As data analytics becomes more crucial to digital systems, so grows the importance of characterizing the database queries that admit a more efficient evaluation. We consider the tractability yardstick of answer enumeration with a polylogarithmic delay after a linear-time preprocessing phase. Such an evaluation is obtained by constructing, in the preprocessing phase, a data structure that supports polylogarithmic-delay enumeration. In this paper, we seek a structure that supports the more demanding task of a random permutation: polylogarithmic-delay enumeration in truly random order. Enumeration of this kind is required if downstream applications assume that the intermediate results are representative of the whole result set in a statistically valuable manner.

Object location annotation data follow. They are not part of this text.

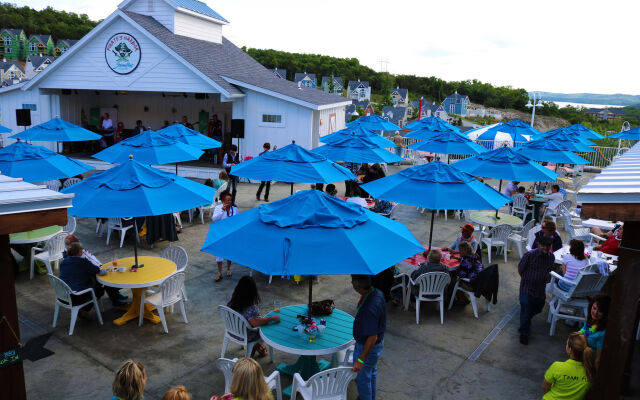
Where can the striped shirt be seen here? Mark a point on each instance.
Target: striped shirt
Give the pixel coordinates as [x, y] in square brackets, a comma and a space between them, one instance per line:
[534, 268]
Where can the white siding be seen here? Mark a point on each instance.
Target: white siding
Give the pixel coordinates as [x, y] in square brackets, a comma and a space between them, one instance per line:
[158, 70]
[298, 123]
[160, 11]
[197, 28]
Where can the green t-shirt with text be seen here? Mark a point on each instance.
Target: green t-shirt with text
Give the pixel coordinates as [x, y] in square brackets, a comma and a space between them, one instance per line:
[568, 381]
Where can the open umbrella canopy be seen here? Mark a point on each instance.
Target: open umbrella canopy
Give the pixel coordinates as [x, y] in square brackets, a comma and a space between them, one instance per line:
[37, 163]
[57, 130]
[149, 148]
[292, 163]
[431, 122]
[505, 163]
[284, 237]
[189, 136]
[584, 132]
[375, 123]
[448, 142]
[631, 134]
[437, 186]
[358, 130]
[133, 189]
[356, 149]
[549, 151]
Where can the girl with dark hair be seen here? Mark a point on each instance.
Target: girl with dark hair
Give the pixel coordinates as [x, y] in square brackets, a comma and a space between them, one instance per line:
[595, 327]
[245, 300]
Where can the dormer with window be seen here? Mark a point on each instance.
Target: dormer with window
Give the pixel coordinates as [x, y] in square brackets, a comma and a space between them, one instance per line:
[191, 18]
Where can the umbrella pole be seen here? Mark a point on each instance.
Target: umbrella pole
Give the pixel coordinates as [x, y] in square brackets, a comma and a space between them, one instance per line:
[433, 213]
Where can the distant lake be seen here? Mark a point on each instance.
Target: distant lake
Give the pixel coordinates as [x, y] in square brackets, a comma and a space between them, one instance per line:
[562, 104]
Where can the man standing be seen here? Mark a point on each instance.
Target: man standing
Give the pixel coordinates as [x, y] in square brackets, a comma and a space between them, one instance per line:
[368, 331]
[230, 159]
[534, 268]
[266, 147]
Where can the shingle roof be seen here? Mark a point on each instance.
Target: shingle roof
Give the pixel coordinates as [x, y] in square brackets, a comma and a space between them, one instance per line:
[218, 60]
[199, 7]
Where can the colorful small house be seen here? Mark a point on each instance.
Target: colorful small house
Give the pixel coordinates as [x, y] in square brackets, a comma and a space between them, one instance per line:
[306, 80]
[359, 90]
[40, 44]
[12, 44]
[62, 46]
[332, 84]
[456, 104]
[279, 73]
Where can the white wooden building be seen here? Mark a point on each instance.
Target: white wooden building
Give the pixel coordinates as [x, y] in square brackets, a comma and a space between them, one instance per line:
[159, 60]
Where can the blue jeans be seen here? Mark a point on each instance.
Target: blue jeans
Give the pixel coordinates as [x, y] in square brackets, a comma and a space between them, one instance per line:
[368, 375]
[529, 307]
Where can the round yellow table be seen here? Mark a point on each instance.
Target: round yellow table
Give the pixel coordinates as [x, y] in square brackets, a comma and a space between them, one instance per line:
[155, 270]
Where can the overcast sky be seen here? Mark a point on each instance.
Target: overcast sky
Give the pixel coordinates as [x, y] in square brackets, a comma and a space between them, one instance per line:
[547, 45]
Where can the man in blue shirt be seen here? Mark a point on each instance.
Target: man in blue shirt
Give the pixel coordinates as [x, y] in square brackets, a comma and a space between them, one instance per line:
[368, 331]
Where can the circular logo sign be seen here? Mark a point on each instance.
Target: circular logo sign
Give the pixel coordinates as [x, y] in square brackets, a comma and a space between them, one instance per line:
[122, 53]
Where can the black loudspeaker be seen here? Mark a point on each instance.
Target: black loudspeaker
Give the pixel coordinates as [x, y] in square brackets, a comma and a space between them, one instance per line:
[237, 128]
[23, 117]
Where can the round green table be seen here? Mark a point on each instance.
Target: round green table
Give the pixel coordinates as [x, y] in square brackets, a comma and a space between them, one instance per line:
[337, 336]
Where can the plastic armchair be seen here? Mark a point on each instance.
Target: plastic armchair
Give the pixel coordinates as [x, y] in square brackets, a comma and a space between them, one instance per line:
[49, 254]
[226, 366]
[236, 328]
[328, 384]
[63, 299]
[498, 237]
[431, 288]
[169, 294]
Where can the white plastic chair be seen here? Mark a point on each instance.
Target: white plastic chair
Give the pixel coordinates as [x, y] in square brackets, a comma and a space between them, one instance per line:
[169, 294]
[498, 237]
[431, 288]
[328, 384]
[563, 304]
[70, 227]
[50, 253]
[63, 299]
[115, 224]
[236, 327]
[70, 181]
[520, 237]
[179, 256]
[226, 366]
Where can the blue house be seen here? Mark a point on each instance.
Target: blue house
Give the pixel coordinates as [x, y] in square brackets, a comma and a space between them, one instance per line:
[456, 104]
[306, 80]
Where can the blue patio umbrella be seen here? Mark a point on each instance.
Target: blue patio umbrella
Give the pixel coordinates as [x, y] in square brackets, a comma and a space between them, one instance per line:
[57, 130]
[37, 163]
[431, 122]
[356, 149]
[448, 142]
[549, 151]
[375, 123]
[292, 163]
[358, 130]
[311, 233]
[631, 134]
[189, 136]
[149, 148]
[436, 186]
[133, 189]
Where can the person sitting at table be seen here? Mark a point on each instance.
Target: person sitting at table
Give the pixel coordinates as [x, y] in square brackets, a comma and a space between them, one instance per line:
[129, 382]
[466, 235]
[245, 300]
[80, 274]
[555, 198]
[610, 246]
[548, 230]
[572, 263]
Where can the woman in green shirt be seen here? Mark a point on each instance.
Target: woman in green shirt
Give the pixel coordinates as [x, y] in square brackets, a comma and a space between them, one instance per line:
[571, 379]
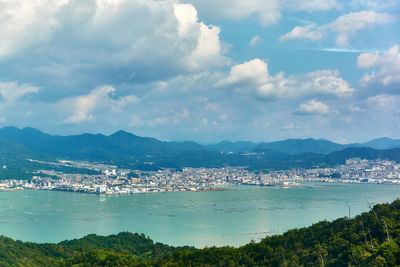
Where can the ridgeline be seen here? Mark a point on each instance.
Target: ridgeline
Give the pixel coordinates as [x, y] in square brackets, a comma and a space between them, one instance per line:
[369, 239]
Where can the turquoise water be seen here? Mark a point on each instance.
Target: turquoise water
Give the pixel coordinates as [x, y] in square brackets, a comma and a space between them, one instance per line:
[193, 218]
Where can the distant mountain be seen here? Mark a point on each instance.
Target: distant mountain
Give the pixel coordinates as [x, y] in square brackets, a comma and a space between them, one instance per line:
[236, 147]
[298, 146]
[118, 146]
[132, 151]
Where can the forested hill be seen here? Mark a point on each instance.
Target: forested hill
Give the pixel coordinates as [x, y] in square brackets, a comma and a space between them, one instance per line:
[369, 239]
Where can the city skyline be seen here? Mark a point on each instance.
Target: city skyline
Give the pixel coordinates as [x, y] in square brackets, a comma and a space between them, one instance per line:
[202, 71]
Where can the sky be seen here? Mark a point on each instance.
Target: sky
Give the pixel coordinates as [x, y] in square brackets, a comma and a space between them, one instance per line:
[202, 70]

An even more demanding task is that of a random access: polylogarithmic-time retrieval of an answer whose position is given. We establish that the free-connex acyclic CQs are tractable in all three senses: enumeration, random-order enumeration, and random access; and in the absence of self-joins, it follows from past results that every other CQ is intractable by each of the three (under some fine-grained complexity assumptions). However, the three yardsticks are separated in the case of a union of CQs (UCQ): while a union of free-connex acyclic CQs has a tractable enumeration, it may (provably) admit no random access. For such UCQs we devise a random-order enumeration whose delay is logarithmic in expectation. We also identify a subclass of UCQs for which we can provide random access with polylogarithmic access time. Finally, we present an implementation and an empirical study that show a considerable practical superiority of our random-order enumeration approach over state-of-the-art alternatives.